Archaeological remains of some talayots (such as burial mounds) can be found in Alcudia. Particularly noteworthy is the Poblado de Son Simó (Village of Son Simó). In the old town of Alcudia you can still walk the many small medieval streets, recognizable by their narrow and irregular nature, which run directly behind the city walls. Near Alcudia is the town of Pollença, which merges almost seamlessly with Alcudia, and here too there are many archaeological buildings worth marveling at: stately homes, a theatre, various public buildings, etc.
The port of Alcudia was used economically early on. In the middle of the 14th century, however, operations were almost stopped due to the plague, which was brought to Alcudia by ships and rats docked there. This minimized the population of Alcudia drastically. However, in the 18th century, around 1779, the port resumed its international trade and Alcudia's population increased again. Yellow fever also came to Mallorca in 1870. Here, however, the city walls of Alcudia proved very helpful, protecting the residents and saving them from the worst.
As in Cala Ratjada, the tourism boom in Alcudia started in the 1970s. Large parts of the Albufera wetland, which is now a nature reserve, had dried out completely and fell victim to the construction boom. Later, in the 1980s, there was another big economic boom, many new hotels and apartment buildings were built along the beautiful and long coast area, so today there are almost 30,000 overnight accommodations.
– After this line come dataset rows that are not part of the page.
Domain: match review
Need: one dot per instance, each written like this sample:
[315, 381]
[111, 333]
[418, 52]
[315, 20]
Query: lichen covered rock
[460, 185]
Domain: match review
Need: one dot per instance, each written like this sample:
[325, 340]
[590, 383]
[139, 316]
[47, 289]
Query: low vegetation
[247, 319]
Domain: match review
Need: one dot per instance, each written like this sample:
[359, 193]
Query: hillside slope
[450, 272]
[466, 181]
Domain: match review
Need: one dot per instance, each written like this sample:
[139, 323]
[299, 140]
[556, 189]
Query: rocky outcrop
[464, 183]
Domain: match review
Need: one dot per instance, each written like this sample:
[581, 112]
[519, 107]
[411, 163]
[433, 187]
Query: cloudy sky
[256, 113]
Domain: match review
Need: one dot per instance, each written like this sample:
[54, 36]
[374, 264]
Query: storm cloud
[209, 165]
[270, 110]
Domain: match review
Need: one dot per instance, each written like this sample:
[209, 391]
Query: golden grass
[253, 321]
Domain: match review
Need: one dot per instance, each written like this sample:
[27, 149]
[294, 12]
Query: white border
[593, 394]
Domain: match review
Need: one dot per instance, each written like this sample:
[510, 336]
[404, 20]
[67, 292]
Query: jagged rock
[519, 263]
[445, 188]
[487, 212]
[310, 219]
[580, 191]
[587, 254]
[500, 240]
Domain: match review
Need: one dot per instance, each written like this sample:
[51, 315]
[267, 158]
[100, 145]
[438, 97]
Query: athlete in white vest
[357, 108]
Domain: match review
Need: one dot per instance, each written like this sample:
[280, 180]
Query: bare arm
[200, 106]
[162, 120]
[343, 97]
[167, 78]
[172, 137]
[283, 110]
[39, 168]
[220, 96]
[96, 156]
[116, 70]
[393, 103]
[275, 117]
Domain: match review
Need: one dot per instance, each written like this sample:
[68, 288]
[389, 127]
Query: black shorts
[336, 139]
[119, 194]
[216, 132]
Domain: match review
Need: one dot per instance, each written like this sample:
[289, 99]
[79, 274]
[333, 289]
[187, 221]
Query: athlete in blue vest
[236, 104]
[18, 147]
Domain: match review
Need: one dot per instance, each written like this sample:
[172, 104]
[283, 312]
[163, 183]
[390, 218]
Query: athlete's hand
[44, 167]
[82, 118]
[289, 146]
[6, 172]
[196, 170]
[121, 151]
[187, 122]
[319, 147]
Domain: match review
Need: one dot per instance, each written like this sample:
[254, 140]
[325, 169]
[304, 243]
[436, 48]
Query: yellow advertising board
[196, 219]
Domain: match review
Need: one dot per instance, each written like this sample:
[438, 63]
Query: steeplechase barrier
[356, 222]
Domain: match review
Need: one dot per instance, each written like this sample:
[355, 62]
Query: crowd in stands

How to get from Cala Ratjada to Alcudia?
The easiest and most comfortable option for the whole family to come to Alcudia together is a private chauffeur who will pick you up at the hotel or your apartment. Gone are the days of high prices or language difficulties. You can book these private transfers directly through our website.
A Taxi from Cala Ratjada to Alcudia costs around €55. As this tariff changes at least once a year, we recommend that you double-check the prices with your hotel and have the taxi driver confirm it before you travel.
From Cala Ratjada there is a direct connection to Alcudia. In the summer months from May to October, the public bus line L446 runs several times a day to Alcudia without you having to change again. Here is the currently valid bus timetable: http://www.tib.org/portal/web/ctm/autobus/linia/446 The price per person and trip is €7.20 (as of August 2015). The journey by bus takes about 1 hour. However, inquire in good time about the possibility of returning by bus, including where the bus stop is.
The quickest way to get to Alcudia is by car. You can rent a vehicle directly from the hotel, or of course online, but this can be difficult at short notice in the high season if you have not reserved it in advance. We therefore strongly recommend renting a car in advance directly from the provider or from one of the most popular websites for comparing prices for rental cars in Mallorca, such as Car HireMallorca.com to book, where you will always find the best offers from the various providers in Mallorca. You then choose Cala Ratjada as the place of acceptance and off you go. The journey takes about 50 minutes. Parking spaces can be found in front of the city walls of Alcudia.